OAI canceling an IPO this year a week after he released their dogshit financials is not a coincidence and yes it does vindicate him.

He’s not shorting the market or calling a top. He’s saying that the bubble will pop because the underlying business model is and always will have a NEGATIVE ROI. Unless you’re speculating on semiconductor stocks the difference is irrelevant.

Do me a favor and tell me how much of the 1,000,000,000,000 spent / committed to a datacenter buildout has been returned to shareholders / creditors?

  • 1. they didn't cancel their IPO and they were deliberate about having the option to time their IPO

    2. he has tried over and over again to predict the bubble and peak [1] [2] [3]

    3. that OpenAI is filing for an IPO next year is no vindication of Ed's claim when he specifically predicted the opposite (as I showed in the above comment)

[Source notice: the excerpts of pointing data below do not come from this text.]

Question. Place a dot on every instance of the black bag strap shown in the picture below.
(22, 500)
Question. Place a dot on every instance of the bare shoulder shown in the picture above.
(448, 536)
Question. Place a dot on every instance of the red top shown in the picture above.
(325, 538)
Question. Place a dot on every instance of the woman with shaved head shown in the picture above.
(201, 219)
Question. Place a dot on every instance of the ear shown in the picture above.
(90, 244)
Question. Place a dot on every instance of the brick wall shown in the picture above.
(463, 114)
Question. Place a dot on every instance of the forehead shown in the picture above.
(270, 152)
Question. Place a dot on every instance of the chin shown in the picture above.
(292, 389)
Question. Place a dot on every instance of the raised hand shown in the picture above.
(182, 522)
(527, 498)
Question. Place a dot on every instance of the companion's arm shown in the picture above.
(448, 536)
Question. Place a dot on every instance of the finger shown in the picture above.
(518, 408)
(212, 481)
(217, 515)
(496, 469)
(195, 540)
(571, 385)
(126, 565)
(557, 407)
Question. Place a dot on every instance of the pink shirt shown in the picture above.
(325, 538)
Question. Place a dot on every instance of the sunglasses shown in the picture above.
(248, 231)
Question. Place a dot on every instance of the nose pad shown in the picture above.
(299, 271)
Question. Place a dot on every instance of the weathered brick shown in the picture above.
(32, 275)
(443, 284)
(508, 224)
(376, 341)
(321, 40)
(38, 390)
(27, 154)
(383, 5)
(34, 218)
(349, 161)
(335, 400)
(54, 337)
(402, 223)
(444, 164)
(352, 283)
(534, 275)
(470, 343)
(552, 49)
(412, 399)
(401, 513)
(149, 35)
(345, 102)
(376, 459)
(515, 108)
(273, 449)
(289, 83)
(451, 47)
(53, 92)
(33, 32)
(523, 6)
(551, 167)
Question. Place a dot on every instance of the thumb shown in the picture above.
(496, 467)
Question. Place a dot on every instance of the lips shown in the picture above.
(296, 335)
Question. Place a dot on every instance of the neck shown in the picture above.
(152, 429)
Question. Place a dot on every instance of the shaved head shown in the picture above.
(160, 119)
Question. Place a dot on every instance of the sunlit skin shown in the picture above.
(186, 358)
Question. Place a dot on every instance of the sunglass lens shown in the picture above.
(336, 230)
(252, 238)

    4. OpenAI filing for an IPO next year has no bearing on its fundamentals

    5. on Datacenters: Anthropic had to lease it from Elon's datacenter because they were too short on capacity and every one was complaining that their limits were too low

    [1] Ed on 2024, "threaten to begin a collapse that I’ve been predicting since March" https://www.wheresyoured.at/burst-damage/

    [2] Ed on 2024, "three quarters to prove itself before the apocalypse comes" https://www.wheresyoured.at/peakai/

    [3] Ed on 2024, "things are beginning to collapse" https://www.wheresyoured.at/subprimeai/

    Edit: the quality of discussion in this website is annoying sometimes.get downvoted for good faith discussion

  • > OAI canceling an IPO this year a week after he released their dogshit financials

    There is zero evidence of any causal link between him and this. The obvious one, instead, is SpaceX's volatility.

    > Do me a favor and tell me how much of the 1,000,000,000,000 spent / committed to a datacenter buildout has been returned to shareholders / investors?

    If Anthropic also delays its IPO, you'll have a point.

    • In what way is SpaceX's volatility an obvious cause? It would be one thing if SpaceX was down from its IPO price, but it's not, it's just down from a post-IPO peak. To me this has all the hallmarks of a backfilled rationalization.

      > OpenAI’s advisers presented company executives with the option of waiting until 2027 to go public with a $1 trillion valuation, or lower the targeted valuation for a quicker I.P.O. Mr. Altman, said one person in contact with him on the topic, responded that any change to the trillion-dollar valuation was a nonstarter.

      I really don't know how to read this and reach any conclusion other than, OpenAI leadership won't accept what financial analysts consider to be a rational valuation of its stock.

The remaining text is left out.